REM now the point charge determined crystal field parameters are in
REM Tm1_1.sipf  and this can be used to calculate chi and fit it to data ...

call perl -e "for($T=1;$T<400;$T+=30){system('singleion '.$T.' 1 0 0 0 0 0');}" > results\chianew.clc
call perl -e "for($T=1;$T<400;$T+=30){system('singleion '.$T.' 0 1 0 0 0 0');}" > results\chibnew.clc
call perl -e "for($T=1;$T<400;$T+=30){system('singleion '.$T.' 0 0 1 0 0 0');}" > results\chicnew.clc

call delcomments -fromline 20 results/chianew.clc results/chibnew.clc results/chicnew.clc 
call fillcol 6 1/c9 results/chianew.clc
call fillcol 7 1/c10 results/chibnew.clc
call fillcol 8 1/c11 results/chicnew.clc
call factcol 1 0 results/chianew.clc results/chibnew.clc results/chicnew.clc
REM put susceptibility how it should be to column 1 in chi*new.clc
call add 2 1 results/chianew.clc 1 2 exp/chia.dat
call add 2 1 results/chibnew.clc 1 2 exp/chib.dat
call add 2 1 results/chicnew.clc 1 2 exp/chic.dat

REM chi2 is used to calculate sta 
call chi2 6 1 3 results/chianew.clc
call chi2 7 1 4 results/chibnew.clc
call chi2 8 1 5 results/chicnew.clc

REM this is just to print out what parameters have been used
echo cif2mcphas -pc %RR% -sp -nm Ni -ch Tm=%CTm%,Ni=%CNi%,C=%CC% TmNiC2_400K.cif -sf sf.r

The screening file sf.r is:

# screeningfile 
# r[A]   sf(l=2)   sf(l=4)  sf(l=6)
+2.5978 0.56 0.53 0.48 
3.589 0.6747 0.44 0.677

Exercises:

• Start the fit example given for the fitting of the magnetic excitations of CeCu$_2$ in mcphas/examples/cecu2a/fit.

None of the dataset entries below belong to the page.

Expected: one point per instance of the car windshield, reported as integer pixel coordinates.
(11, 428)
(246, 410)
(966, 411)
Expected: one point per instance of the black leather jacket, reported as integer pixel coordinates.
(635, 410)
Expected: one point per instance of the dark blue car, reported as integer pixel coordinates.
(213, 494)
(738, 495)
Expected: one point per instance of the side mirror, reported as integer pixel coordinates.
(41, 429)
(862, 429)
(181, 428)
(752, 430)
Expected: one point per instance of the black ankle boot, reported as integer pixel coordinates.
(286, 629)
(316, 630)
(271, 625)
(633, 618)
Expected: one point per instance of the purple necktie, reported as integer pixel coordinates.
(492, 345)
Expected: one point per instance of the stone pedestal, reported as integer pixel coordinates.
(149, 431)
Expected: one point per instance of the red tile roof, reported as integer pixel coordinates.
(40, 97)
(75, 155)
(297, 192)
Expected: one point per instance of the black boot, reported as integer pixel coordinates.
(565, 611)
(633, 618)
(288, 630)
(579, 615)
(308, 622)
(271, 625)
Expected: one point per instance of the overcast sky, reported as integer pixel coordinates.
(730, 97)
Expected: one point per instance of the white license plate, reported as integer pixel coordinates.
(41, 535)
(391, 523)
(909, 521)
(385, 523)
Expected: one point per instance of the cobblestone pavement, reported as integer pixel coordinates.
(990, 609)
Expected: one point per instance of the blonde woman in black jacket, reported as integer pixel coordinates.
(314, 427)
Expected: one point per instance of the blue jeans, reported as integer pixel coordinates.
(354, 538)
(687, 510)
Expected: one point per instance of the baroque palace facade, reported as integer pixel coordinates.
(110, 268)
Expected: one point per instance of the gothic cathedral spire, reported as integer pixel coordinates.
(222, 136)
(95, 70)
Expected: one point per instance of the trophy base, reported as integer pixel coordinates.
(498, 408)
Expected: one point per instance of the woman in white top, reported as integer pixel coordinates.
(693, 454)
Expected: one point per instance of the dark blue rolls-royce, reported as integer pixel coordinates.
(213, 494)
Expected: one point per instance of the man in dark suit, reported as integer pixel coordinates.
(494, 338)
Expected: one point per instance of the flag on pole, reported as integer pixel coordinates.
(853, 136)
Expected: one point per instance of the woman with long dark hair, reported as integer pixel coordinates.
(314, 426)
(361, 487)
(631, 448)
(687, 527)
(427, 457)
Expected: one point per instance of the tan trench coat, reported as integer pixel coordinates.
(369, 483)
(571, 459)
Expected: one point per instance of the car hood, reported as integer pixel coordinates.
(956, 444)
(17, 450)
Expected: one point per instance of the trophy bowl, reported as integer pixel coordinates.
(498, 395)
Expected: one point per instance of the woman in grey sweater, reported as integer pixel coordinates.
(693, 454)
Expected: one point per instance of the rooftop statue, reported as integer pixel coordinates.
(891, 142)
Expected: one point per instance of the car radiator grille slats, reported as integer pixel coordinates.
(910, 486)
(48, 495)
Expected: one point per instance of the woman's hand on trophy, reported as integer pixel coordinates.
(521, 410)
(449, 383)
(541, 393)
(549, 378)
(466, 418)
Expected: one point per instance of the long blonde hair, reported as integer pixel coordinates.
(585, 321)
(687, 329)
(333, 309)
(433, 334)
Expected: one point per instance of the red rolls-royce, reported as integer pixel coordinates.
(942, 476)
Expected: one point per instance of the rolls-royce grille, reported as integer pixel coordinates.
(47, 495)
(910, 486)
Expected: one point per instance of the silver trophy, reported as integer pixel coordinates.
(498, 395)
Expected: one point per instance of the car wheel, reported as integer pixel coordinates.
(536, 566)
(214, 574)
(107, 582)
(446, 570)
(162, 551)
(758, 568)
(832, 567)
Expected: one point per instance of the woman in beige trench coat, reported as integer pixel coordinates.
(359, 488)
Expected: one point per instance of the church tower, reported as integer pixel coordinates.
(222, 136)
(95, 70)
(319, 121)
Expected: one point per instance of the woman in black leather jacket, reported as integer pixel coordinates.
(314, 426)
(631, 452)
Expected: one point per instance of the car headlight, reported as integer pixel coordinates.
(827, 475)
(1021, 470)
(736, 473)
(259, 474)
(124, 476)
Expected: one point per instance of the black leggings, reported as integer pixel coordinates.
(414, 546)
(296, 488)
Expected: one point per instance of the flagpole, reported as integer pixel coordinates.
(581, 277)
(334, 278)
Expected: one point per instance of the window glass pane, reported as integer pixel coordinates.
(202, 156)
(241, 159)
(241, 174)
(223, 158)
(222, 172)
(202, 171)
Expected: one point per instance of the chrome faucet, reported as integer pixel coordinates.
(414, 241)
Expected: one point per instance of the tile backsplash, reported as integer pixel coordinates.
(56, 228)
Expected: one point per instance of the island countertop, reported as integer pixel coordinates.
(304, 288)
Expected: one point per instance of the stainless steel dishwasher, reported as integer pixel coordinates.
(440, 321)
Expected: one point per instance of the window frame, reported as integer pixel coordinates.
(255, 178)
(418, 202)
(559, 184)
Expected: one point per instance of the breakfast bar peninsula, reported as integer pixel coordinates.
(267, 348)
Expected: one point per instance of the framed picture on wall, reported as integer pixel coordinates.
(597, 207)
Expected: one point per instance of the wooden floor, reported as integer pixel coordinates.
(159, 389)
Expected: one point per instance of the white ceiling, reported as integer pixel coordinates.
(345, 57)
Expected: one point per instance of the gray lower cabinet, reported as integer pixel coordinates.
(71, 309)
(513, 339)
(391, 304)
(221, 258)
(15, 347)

First copy the file mcphas.jjj.sav to mcphas.jjj Then start the fit by typing simannfit 10 mcphas.jjj.
• Stop the fit by editing calcsta as described above.
• Copy mcphas.jjj.fit to mcphas.jjj and type calcsta. What is the standard-deviation ?
• In order to fit crystal field parameters to transition energies of neutron intensities write a module calcsta for CeCu$_2$ which uses only the program cfield to calculate the transition matrix elements and compare them to experimental data. The section 19 contains some further programs which might help.